Interiew de Cedric Bruel du Celliers d’Orfée                                                                     

Cedric Bruel, directeur de la cave coopérative Les Celliers d’Orfée, est un véritable « geek » du vin. Ses marottes ? La recherche et développement, et surtout les sols vivants ! Il nous fait partager sa vision de l’avenir de sa cave et des vins de Corbières en général.

Pouvez-vous nous présenter Les Celliers d’Orfée ?

Les Celliers d’Orfée datent de 2006. La cave est le fruit de la fusion des caves coopératives d’Ornaisons, Ferrals et Luc sur Orbieu, créées au début des années 1930. Son territoire, qui couvre 970 hectares, s’étend du littoral (Portel des Corbières, Bages, etc.) jusqu’à Villerouge la Crémade, voire Talairan. Quant à la production, elle avoisine les 50 000 hectolitres ! Nous dénombrons 140 adhérents aux profils disparates : certains possèdent 60 hectares alors que d’autres ont quelques vignes de vieux Carignan au bout du jardin, plantées par le grand-père, ramassées à la main et qu’on me rapporte dans des comportes…

 

Depuis quand êtes-vous directeur de la cave ?

Je suis arrivé en mars 2018. Je succède à Christophe Groppi, qui a fait d’importants investissements dans la cave. Chai à barrique, salle de dégustation, espace de stockage… Les bâtiments de 1930 ont été rénovés à hauteur d’1,2 millions d’euros.

 

Que faisiez-vous avant de rejoindre Les Celliers d’Orfée ?

J’ai été maitre de chai à Fabrezan, juste à côté, pendant 9 ans. A la base, je suis ingénieur en agroalimentaire. J’étais destiné à faire des pâtes et de la bouffe pour chiens (rires). Mais j’ai craqué dès que j’ai fait mes stages… et choisi d’effectuer mon stage de dernière année d’études dans les Corbières, dans le vin. Cependant avant mon job à Fabrezan, j’ai pas mal bourlingué dans le milieu du vin…

 

Quelles ont été les étapes les plus marquantes de votre parcours ?
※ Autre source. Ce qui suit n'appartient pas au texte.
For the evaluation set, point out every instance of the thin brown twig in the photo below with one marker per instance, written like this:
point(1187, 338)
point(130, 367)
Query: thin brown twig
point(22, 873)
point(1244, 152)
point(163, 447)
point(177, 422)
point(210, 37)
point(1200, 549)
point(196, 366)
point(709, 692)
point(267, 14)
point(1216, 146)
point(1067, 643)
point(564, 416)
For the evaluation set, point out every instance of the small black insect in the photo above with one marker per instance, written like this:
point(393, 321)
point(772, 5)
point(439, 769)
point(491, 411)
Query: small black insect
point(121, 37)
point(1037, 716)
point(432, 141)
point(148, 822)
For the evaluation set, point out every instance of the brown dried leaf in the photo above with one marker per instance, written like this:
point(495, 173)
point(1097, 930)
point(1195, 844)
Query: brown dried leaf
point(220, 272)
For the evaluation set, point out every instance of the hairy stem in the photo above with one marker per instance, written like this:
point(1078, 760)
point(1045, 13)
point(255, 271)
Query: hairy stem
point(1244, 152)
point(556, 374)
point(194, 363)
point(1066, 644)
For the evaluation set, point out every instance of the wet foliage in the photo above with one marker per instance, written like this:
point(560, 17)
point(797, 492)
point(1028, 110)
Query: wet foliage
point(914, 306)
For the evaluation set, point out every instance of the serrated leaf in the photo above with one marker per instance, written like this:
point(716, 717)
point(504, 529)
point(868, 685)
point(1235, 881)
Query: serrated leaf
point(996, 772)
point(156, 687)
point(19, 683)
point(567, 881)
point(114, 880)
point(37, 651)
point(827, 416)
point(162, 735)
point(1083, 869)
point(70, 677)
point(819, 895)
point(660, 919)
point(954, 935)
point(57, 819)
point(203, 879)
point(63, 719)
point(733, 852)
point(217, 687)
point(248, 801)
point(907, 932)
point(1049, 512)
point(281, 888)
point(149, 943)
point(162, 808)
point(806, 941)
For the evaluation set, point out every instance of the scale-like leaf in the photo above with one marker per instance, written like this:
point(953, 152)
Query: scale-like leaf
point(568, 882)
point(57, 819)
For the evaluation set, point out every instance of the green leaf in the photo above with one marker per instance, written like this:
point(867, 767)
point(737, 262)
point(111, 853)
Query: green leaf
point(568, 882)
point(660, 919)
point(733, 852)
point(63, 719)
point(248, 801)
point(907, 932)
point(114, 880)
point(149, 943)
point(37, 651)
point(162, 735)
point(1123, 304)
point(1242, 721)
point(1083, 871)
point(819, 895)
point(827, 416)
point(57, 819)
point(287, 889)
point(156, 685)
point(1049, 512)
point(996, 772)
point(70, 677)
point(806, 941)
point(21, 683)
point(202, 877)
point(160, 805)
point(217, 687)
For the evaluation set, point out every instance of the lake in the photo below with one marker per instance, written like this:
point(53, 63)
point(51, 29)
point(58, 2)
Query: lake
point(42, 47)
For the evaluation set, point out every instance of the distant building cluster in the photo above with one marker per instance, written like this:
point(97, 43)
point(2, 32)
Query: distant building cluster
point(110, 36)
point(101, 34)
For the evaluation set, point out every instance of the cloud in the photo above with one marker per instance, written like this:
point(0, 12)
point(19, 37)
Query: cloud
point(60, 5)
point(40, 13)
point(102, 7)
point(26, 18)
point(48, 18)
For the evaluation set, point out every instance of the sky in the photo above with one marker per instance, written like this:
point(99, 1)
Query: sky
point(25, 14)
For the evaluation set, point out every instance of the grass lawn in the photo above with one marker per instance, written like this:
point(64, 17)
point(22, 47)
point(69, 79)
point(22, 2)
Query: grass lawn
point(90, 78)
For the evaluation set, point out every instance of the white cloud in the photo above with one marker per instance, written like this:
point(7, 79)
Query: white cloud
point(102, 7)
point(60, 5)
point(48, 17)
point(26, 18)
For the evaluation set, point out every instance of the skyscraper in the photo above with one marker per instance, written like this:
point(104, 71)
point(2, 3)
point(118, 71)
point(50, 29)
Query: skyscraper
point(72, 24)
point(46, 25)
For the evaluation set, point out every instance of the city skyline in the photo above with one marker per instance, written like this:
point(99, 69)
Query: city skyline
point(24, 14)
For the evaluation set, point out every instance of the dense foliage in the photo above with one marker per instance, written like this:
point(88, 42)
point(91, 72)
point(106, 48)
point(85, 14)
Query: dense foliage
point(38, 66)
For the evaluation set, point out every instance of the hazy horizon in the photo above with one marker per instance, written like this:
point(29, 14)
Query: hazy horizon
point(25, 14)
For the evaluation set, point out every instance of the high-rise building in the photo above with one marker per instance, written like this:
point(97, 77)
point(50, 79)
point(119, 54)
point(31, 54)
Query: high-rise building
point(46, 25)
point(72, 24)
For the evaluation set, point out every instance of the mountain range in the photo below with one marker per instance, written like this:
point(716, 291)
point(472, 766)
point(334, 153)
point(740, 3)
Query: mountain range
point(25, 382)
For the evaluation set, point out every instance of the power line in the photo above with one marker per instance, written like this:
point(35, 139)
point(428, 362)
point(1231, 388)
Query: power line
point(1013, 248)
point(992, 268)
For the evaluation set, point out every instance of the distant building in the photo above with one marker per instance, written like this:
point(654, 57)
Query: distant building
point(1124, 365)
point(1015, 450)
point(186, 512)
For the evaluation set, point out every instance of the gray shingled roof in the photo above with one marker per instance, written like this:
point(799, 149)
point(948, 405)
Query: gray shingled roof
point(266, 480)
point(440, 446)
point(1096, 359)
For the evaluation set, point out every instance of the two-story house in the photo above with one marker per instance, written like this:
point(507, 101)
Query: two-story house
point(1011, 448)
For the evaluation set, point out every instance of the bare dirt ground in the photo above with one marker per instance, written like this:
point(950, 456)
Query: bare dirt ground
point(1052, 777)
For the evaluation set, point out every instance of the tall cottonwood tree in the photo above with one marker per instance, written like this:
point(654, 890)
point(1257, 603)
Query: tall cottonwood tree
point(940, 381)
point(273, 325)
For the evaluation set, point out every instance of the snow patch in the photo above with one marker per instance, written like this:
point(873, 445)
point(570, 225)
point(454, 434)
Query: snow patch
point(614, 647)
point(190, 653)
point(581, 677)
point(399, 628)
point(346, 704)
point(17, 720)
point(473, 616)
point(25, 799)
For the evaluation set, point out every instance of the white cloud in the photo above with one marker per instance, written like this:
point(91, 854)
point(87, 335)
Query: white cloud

Mon premier boulot était celui d’ouvrier agricole dans un domaine des Corbières, au Grand Sabo. Puis j’ai été contacté par une entreprise qui a inventé des techniques de vinification, Oenodev, implantée dans le Gers. Pendant 3 ans, j’y ai fait de la recherche & développement sur l’oxygène et les mouts de raisins blancs. Je travaillais sur une technique inventée à la fin des années 70 par un Allemand, Müller-Späth, qui avait remarqué qu’en Bourgogne, quand on pressait les raisins blancs et qu’on les laissait passer sur la maie (partie qui reçoit le jus à la sortie du pressoir), ils s’oxydaient avant la vinification, et qu’une fois devenus vin, ils étaient quasiment inoxydables. J’étais entouré de thésards, d’ingénieurs et d’œnologues qui venaient de partout dans le monde. J’ai travaillé au Portugal, en Espagne, au Chili, en Argentine…

 

Pourquoi avoir quitté ce job ?

J’ai rencontré ma femme en Argentine ! Et comme mon employeur ne voulait pas m’envoyer là-bas, j’y suis reparti par mes propres moyens. J’ai travaillé dans une toute petite une cave là-bas (5000 hectolitres), vers Mendoza. Je m’occupais du suivi parcellaire et de la vinification... Et je faisais des allers/retours entre Mendoza et une grosse cave coopérative de l’Hérault, à Nissan lez Ensérune (120 000 hectolitres). Cela m’a permis d’appréhender les deux côtés du métier de vigneron : le côté industriel et le coté dentelle/haut de gamme. Chaque année, je passais 6 mois en Argentine et 6 mois en France. Du coup, j’ai fait 13 vinifications en 6 ans et demi !

 

Qu’est-ce qui vous a poussé à revenir dans les Corbières ?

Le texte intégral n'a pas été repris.